CIOC-FM (98.5 MHz) is a commercial radio station in Victoria, British Columbia, Canada, branded as "Ocean 98.5". It is owned by Rogers Radio, a division of Rogers Sports & Media. It broadcasts an adult contemporary format, switching to Christmas music for much of November and December. Its radio studios are located at 817 Fort Street in Downtown Victoria.

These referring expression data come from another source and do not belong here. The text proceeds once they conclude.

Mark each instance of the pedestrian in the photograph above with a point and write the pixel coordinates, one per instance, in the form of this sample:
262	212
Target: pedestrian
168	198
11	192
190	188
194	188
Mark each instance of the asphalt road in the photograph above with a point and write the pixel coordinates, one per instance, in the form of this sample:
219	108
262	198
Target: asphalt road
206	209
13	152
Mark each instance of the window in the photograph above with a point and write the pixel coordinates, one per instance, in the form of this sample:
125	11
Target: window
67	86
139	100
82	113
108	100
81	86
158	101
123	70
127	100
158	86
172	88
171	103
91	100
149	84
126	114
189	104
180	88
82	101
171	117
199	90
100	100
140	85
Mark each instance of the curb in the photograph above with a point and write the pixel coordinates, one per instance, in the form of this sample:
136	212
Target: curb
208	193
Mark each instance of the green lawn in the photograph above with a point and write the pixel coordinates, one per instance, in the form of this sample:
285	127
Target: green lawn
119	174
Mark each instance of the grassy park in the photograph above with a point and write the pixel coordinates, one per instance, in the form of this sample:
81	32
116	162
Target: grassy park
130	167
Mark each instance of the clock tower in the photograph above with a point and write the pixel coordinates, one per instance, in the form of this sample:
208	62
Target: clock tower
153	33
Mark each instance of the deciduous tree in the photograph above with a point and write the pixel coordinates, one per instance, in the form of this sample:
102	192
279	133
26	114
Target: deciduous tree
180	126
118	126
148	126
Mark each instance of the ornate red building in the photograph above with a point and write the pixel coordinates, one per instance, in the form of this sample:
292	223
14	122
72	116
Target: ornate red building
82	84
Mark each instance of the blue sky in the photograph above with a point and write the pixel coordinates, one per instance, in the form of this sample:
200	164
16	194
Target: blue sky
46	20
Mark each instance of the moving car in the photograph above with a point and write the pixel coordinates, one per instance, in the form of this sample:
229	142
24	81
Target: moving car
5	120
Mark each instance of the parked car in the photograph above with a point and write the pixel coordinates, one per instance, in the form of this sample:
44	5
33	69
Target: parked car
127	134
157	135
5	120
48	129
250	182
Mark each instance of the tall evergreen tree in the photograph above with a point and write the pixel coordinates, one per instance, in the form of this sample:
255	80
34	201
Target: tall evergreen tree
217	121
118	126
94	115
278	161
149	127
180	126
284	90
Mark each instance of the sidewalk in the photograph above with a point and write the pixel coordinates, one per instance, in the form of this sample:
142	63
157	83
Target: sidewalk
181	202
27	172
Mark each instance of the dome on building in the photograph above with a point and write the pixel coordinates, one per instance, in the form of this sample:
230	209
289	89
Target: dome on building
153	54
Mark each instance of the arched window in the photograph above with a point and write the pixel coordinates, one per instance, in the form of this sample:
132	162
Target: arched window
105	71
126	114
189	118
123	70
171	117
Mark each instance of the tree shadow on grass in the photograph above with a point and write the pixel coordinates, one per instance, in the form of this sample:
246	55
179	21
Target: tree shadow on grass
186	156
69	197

CIOC-FM has an effective radiated power (ERP) of 47,000 watts (100,000 watts peak). The transmitter is off Fulton Road in Victoria. The signal covers much of the southern part of Vancouver Island, along with some sections of Puget Sound and the Olympic Peninsula in Washington.

==History==
===CKDA-FM===
The station signed on the air in 1955. Its original call sign was CKDA-FM. It simulcast the signal of then-AM sister station CKDA 1220. It was the first commercial FM station in British Columbia. (The CBC's FM station in Vancouver, today CBU-FM, went on the air in 1947 but is non-commercial.)

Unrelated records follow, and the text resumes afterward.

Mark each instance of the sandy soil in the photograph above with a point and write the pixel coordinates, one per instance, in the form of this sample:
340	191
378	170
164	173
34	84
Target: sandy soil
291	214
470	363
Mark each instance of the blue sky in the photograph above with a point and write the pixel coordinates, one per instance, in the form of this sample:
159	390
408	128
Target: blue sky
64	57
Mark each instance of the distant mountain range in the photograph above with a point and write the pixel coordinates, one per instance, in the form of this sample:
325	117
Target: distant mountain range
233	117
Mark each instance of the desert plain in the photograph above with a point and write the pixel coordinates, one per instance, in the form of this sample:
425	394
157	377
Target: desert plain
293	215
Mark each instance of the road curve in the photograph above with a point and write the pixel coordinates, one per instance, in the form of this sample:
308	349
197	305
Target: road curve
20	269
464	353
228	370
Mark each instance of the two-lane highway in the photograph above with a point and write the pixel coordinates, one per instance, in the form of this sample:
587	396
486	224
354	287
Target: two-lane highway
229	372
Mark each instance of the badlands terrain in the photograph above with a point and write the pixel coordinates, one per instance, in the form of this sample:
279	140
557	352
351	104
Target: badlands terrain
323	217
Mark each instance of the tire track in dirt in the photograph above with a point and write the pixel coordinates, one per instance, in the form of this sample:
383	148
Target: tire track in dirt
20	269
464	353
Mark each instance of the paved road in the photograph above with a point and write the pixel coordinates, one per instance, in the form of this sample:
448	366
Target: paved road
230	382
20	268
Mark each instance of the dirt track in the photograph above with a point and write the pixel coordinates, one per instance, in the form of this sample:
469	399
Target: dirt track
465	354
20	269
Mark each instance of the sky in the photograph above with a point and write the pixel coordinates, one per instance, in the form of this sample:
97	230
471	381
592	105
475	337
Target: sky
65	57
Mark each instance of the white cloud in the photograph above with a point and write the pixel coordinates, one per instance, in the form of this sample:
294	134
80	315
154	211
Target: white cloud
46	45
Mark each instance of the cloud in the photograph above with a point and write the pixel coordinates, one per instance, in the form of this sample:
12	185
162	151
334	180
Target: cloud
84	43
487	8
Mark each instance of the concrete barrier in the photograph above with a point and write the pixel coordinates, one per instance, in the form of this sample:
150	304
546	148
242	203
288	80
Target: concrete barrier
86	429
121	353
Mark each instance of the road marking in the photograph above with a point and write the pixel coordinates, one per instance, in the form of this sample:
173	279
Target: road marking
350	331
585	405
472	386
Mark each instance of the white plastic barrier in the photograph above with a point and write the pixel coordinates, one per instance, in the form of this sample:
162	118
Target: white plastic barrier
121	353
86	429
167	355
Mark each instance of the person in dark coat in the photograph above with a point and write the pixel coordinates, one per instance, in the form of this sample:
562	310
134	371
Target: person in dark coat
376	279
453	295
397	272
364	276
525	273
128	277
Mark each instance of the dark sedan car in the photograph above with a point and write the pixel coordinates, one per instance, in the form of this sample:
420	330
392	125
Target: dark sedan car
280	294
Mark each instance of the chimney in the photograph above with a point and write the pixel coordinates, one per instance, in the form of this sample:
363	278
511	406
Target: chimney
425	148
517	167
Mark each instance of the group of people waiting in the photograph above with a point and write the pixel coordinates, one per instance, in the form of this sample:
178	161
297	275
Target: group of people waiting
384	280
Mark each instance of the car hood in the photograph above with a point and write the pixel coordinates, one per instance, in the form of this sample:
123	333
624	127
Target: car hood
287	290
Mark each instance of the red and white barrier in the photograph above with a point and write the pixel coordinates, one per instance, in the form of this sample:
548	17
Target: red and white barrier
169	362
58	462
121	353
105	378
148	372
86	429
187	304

CKDA-FM was powered at 370 watts, a fraction of its current output. CKDA-AM-FM were owned by Capital Broadcasting System Ltd. The original FM equipment was located in the "rack room" of CKDA's studios. The FM transmitter served as the studio link to the AM transmitter site on Chatham Island. In effect, the AM transmitter received the FM signal and retransmitted it.

===CFMS-FM===
By the mid-1960s, the Canadian government was discouraging AM and FM stations in large cities from simulcasting. CKDA-FM became CFMS-FM at 6:00 PM on March 21, 1965. It began broadcasting separate programming, an easy listening format airing between noon and midnight seven days a week. It went to an 18-hour-a-day schedule (7:00 a.m. to 1:00 a.m.) in May 1966. It later switched to a 24-hour-a-day broadcasting schedule. It aired quarter hour sweeps of mostly soft instrumental cover versions of popular songs.

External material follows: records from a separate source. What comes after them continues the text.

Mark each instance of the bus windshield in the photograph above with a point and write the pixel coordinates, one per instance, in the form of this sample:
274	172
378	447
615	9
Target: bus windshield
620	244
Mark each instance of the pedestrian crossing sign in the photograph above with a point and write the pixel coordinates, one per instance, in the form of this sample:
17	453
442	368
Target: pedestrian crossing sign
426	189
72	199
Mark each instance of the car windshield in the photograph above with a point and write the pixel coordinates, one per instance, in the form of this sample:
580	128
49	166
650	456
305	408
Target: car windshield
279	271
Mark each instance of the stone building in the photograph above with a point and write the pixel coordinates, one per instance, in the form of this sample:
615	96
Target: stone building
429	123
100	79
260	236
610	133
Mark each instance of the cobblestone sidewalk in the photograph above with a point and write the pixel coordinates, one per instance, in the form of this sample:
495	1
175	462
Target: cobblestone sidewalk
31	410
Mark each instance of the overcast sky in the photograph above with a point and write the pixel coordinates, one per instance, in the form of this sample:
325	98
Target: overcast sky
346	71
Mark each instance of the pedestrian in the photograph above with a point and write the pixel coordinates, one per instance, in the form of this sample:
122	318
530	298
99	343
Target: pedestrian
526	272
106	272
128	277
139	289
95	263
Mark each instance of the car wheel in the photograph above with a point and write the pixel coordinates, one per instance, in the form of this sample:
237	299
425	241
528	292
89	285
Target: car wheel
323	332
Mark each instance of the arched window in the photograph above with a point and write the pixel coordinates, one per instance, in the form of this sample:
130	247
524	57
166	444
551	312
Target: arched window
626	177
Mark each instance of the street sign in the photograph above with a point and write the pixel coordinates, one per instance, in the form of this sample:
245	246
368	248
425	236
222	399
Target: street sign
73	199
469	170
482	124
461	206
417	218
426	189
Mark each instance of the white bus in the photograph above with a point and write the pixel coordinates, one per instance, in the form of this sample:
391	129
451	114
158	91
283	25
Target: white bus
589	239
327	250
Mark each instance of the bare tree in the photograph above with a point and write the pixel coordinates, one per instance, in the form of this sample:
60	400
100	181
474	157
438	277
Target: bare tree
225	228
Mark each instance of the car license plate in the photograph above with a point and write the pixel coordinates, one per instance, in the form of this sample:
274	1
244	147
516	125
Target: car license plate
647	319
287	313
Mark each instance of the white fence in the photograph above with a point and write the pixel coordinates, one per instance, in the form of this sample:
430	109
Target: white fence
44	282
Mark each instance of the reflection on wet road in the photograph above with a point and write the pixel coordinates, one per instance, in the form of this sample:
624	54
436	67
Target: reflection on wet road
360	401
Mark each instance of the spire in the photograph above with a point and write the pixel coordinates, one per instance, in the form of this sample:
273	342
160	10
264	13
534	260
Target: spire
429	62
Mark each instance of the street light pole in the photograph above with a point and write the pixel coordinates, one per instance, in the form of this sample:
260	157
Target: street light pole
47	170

In later years, CFMS switched to a mixed format of adult contemporary music (from 6:00 AM–7:00 PM weekdays and 6:00 AM–6:00 PM weekends) and easy listening instrumentals (in the evenings and overnight).

===CIOC-FM===
On September 1, 1995, Capital Broadcasting sold CKDA and CFMS, with CKDA going to OK Radio Group, the owners of CKKQ-FM, and CFMS picked up by CJVI (owned by Rogers Communications). On December 11, CFMS changed to its current full-time adult contemporary format and switched its call sign to the current CIOC-FM.

On March 25, 2010, CIOC was denied by the Canadian Radio-television and Telecommunications Commission (CRTC) to add a new FM transmitter at Saltspring Island. If the application was approved, the new transmitter at Saltspring Island would have broadcast on 98.5 MHz, the same frequency as CIOC's main transmitter in Victoria.
On September 13, 2010, the station reapplied to add a repeater at Saltspring Island and received CRTC approval on February 23, 2011.